I don’t know her but I have many Chelsea Handler-adjacent friends and they never told me to give up my kids or made fun of my life or my extra wrinkles from sleepless nights or bragged about their intact pelvic floor. I’m pretty sure my friends like their lives. I know I like their lives. I know they helped me like my life a hell of a lot more once I let them in.

If you haven’t seen Handler’s video, here’s my summation: She wakes up in the morning and remembers she doesn’t have to get any kids off to school, so she “takes a edible, masturbates” and goes back to bed. She eventually wakes up at 12:30, throws on a pair of heels and flies to Paris for a croissant, meditating on the plane because she doesn’t have any “screaming kids” to bother her, and eventually inventing a time machine to kill Hitler. People got mad, deeply mad, at her video. Especially men like Tucker Carlson and Ben Shapiro who, I guess, really wanted her to have a baby or something. Moms got mad, too, and I think I know why. We’re all part of this club and we want people to want to get into the club like it’s so exclusive and special. And when someone says “nope, I’m good” it’s like, How dare you actually choose something different? No, instead we want you to spend the rest of your life reassuring us that we made the right decision and constantly qualifying that yes, you really wish you could have had children. It just didn’t work out because XYZ. You better look suitably lonely and brave, so brave, for venturing through this life without precious sweet angel children to make everything better.

I’m pretty sure my friends like their lives. I know I like their lives. I know they helped me like my life a hell of a lot more once I let them in.

I have four kids and lots of my friends have zero. This does not, in fact, make us natural enemies. They almost never fainted when confronted with my brood of boys and I rarely stormed out of the room in a rage when they kept on not having kids. Even when I pointed to my kids and screamed “but look how cute!” it just never convinced them. It was weird how my life in no way impacted their decision. How I was never able to bring them low, to force them to see the error of their ways, by a short video of my adorable 4-year-old son’s lemonade stand at the end of our driveway.

I wasn’t able to bring any of them into the club but they gave me a guest pass into their club. And I have to tell you, the perks have been outstanding for me. Adult perks like dinner parties and movie nights and once even an entire Thanksgiving dinner made for me when my kids were away. We sat outside around their fire pit and ate dessert balanced on our knees, all wrapped up in blankets, listened to new music and talked about books I hadn’t read. Books they loaned me. I felt like me again. They forced me to feel like me again.

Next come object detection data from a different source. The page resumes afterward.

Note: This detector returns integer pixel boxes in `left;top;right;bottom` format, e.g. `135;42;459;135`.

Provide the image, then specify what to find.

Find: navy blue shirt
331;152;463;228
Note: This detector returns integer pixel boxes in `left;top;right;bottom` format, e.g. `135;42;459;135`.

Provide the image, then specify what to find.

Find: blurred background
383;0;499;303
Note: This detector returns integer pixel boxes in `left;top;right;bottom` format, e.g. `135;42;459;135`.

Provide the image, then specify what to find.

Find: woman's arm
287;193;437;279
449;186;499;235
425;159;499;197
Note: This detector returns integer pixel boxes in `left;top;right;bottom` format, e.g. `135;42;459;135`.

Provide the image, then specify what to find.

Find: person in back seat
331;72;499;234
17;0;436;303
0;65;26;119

All they ask in return is that I not be an asshole.

Because this is the secret Chelsea Handler was too polite to share: parents can be assholes sometimes. Especially when it comes to their child-free friends (see all of Twitter exploding with rage over Handler’s video). We cancel plans “because kids” and we show up late “because kids”and we act like we can’t possibly be expected to be present or engaging or interesting “because kids.” We diminish our child-free friends and their complicated lives “because kids” even though we know we are sometimes afforded a free pass that they are not. Because kids. So when we cancel plans at the last minute no one is really allowed to be mad and maybe this is a bit of asshole behavior. Fine not all of us but definitely me. Definitely I’ve been an asshole and definitely it took a child-free friend or two to, well, never actually call me an asshole but to imply something similar.

They gave this to me, the gift of me to myself.

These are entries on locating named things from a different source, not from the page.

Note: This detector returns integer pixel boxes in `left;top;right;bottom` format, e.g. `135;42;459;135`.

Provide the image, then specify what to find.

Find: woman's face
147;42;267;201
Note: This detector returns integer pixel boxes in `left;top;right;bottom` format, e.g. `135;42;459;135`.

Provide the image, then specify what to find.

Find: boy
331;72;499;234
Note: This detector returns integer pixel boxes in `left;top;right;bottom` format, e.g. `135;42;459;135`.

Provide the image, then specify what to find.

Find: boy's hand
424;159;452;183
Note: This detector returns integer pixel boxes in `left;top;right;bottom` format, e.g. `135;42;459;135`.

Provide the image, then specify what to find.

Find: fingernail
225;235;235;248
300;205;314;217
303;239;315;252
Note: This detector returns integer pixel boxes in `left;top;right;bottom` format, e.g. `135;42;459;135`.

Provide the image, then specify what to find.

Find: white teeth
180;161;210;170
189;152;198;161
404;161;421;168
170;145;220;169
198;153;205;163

I’m thinking of a particular weekend at the lake, a perfect split between moms and our child-free pals. We split the duties so perfectly that weekend, a well-oiled machine all sun dozy and tipsy from our mimosas at brunch. What we didn’t split was the conversation. We moms held the floor. Especially me, I’m mortified to tell you. I wanted to get away from my kids so I could talk about my kids all weekend, this is the truth of it. I told stories all weekend, about report cards and classroom rifts and that one kid who just would not stop trying to push my son off the slide. I’m still mad at him 20 years later, but still. I wouldn’t let up. My child-free friends listened for awhile then got up and went for a kayak. Didn’t come back for hours. That’s how boring my stories were. That was their polite way of hitting the buzzer on my one-sided conversation. They like my kids, a few of them even love them. But they sort of aren’t always the point, which is the point.

And so I got a little perspective. Stepped outside my bubble and remembered I was still in here somewhere.

They gave this to me, the gift of me to myself. Gently pulling the conversation back to something other than that little menace on the slide (that kid, ugh). I read the books they loaned me. I ate the meals they fed me. I went for coffee on Saturday mornings and talked about dating, about work, about other friends who weren’t eating bacon and egg sandwiches with us. I danced in their living room when my kids went away to their dad’s for the weekend and they tucked me into their spare bed, sort of like parents.

My kids are all grown up now, things are different. I’m 50 but I’m hoping you can’t tell from that one time I got Botox. I flew off to Vienna last winter for the Christmas markets, no kids. I sat beside a lovely man with his lovely little girl who hated flying so so much. I gave him that sympathetic side smile that makes us all feel better about our kids. And then I ordered a glass of wine. Put in my headphones, and watched Mrs. Harris Goes To Paris. Because I don’t have kids on the plane.

You see? We all get our turn to become Chelsea Handler. So stop being so mad at her.